Il y a plan de relance et plan de relance…
« Temporaire et ciblé », le « fonds » franco-allemand serait quant à lui financé par des emprunts de la Commission européenne sur les marchés financiers, encore eux, « au nom de l’UE ». Pas question de déroger aux sacro-saintes règles budgétaires de l’union. « Il faudra rembourser cet argent », dixit Angela Merkel. Rien à voir avec l'annulation pure et simple de la dette rachetée par la BCE proposée par certain.e.s économistes. Rien à voir avec l'émission directe de monnaie par une banque centrale en direction des ménages. « Commune » aux 27 états membres, la dette serait remboursée par la Commission à partir d’une augmentation après 2027 de la contribution de chacun de ses états, en fonction de son PIB, au budget de l’Union dans le cadre d’ « un plan de remboursement contraignant ».

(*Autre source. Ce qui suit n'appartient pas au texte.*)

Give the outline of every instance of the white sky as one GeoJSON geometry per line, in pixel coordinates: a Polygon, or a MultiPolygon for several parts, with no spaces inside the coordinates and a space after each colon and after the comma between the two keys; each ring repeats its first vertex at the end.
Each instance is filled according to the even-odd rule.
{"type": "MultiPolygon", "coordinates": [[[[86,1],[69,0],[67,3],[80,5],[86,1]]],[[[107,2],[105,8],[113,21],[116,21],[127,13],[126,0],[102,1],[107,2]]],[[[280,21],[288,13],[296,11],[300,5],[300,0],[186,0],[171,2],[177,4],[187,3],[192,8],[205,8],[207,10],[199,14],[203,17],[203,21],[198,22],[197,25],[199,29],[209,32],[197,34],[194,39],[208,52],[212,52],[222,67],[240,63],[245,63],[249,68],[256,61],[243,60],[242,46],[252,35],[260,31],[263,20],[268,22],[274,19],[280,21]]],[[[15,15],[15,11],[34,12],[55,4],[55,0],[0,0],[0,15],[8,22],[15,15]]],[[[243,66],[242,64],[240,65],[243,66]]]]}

Du plan franco-allemand au plan de la commission européenne : les annonces Ce 27 mai c'est enfin la présidente de la commission européenne qui a décliné ses propositions. La commission propose d’emprunter... sur les marchés... 750 milliards d’euros reversés aux états sous forme de subventions pour 500 milliards et sous forme de prêts pour 250 milliards |
Dans ce schéma, loin encore d’être adopté à l'unanimité par les 27 pays membres, les subventions seraient remboursées par le biais des contributions de chaque pays au budget européen et via des ressources propres au niveau de l’Union grâce à différentes taxes (taxe sur les entreprises numériques dont le chiffre d’affaires dépasse 750 millions d’euros par an dans l’UE, taxe sur les entreprises qui génèrent d’importants bénéfices grâce à l’existence du marché unique européen, taxe carbone aux frontières de l’UE pour une rentrée espérée à partir de 2024 de 35 milliards d’euros supplémentaires par an à comparer à un budget d’environ 1.100 milliards d’euros sur sept ans). Les prêts seraient directement à la charge des États.
« Les failles du contrat »
L’objectif affiché (financer des programmes d’investissement pour la transition écologique, la numérisation et les nouvelles technologies, et les réformes et les programme de santé dans les différents pays) attend - et ce n'est pas un détail - qu’en soient précisés les critères.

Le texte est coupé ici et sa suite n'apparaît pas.